Poll: Voters Back Amy Coney Barrett’s Confirmation by 17-Point Margin as Support Builds

Supreme Court nominee Amy Coney Barrett listens during a confirmation hearing before the Senate Judiciary Committee, Tuesday, Oct. 13, 2020, on Capitol Hill in Washington. (Erin Schaff/The New York Times via AP, Pool)
Erin Schaff/The New York Times via AP, Pool

Support for Judge Amy Coney Barrett’s confirmation continues to rise among all voters, including Democrats, a Morning Consult survey released on Wednesday confirmed.

They survey, taken October 9-11 among “roughly” 2,200 voters, showed 48 percent of registered voters backing Barrett’s confirmation — an 11-point increase from September 26 and two-point uptick from the 46 percent who said the same last week.

In the late-September survey, only 14 percent of Democrats indicated that the Senate should confirm Barrett. That number jumped ten points, to 24 percent, a week later. This week’s survey showed the number rising three points, with over a quarter of Democrats, or 27 percent, expressing the belief that the Senate should confirm Barrett.

Support among independent voters climbed from 36 percent in the October 2-4 poll to 38 percent in the most recent survey, and Republican support remained steady at 77 percent:

According to the Morning Consult, the survey “provides another warning sign for Senate Democrats — process arguments about when the chamber should hold a vote on Barrett’s nomination have yet to sway public opinion.”

Morning Consult also reported “a larger share of Republicans and Democrats are voicing support for Barrett’s nomination than they did for Kavanaugh’s.”

Fifteen percent of Democrats, at the time, said Kavanaugh should be confirmed, compared to the 27 percent who currently support Barrett’s confirmation.

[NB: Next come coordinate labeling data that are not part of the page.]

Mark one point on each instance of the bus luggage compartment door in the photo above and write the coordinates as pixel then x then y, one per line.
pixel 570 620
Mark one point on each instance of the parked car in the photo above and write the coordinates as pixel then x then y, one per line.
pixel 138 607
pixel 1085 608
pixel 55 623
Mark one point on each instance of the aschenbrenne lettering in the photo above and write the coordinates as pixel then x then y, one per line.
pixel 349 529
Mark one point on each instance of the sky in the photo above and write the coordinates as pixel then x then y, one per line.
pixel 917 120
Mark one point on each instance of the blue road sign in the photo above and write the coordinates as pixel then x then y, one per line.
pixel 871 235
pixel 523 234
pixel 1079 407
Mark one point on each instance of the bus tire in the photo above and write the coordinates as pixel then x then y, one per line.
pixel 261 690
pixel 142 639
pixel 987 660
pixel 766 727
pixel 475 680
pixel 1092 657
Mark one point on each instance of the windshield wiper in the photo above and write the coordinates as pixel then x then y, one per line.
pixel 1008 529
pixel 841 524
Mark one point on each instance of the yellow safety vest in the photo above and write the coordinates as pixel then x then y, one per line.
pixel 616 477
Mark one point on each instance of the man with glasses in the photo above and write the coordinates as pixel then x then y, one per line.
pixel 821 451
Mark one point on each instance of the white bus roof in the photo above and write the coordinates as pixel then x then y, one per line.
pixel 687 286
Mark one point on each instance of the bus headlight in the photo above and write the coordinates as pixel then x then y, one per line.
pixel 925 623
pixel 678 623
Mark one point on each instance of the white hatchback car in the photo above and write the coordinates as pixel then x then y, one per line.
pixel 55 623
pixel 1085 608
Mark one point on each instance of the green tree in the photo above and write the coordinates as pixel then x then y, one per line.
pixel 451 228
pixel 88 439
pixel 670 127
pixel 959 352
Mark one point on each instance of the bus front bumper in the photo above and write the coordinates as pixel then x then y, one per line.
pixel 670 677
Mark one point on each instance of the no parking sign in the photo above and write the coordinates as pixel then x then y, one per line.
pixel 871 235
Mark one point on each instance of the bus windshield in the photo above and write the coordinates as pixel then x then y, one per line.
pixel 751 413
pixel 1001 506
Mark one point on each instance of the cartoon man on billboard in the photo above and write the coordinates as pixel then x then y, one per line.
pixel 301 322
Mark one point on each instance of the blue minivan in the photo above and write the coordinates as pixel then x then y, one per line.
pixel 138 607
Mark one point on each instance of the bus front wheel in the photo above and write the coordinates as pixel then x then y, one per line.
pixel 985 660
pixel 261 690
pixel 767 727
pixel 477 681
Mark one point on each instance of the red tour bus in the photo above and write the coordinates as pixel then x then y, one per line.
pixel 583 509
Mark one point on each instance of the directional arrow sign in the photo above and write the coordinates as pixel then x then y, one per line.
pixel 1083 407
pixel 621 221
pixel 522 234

Sixty-seven percent of Republicans said the same — a 10-point decrease from the 77 percent who currently support Barrett’s confirmation.

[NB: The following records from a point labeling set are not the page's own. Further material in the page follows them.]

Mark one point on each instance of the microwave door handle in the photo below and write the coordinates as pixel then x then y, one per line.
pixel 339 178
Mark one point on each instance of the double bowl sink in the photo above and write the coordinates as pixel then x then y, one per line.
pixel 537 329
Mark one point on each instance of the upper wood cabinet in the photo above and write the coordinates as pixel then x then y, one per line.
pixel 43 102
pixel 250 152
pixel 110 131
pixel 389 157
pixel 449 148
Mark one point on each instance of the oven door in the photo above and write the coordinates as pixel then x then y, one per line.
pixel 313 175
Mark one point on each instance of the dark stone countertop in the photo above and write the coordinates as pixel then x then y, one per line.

The survey also revealed that a plurality of voters, 44 percent, believe the Senate should “vote on confirming her as soon as possible, regardless of who wins the election.”

Senate Judiciary Committee

That is up from the 39 percent who said the same September 26. Thirty-six percent believe the Senate should only vote on confirming her if Trump wins the presidential election.

The survey’s margin of error is +/- 2 percent.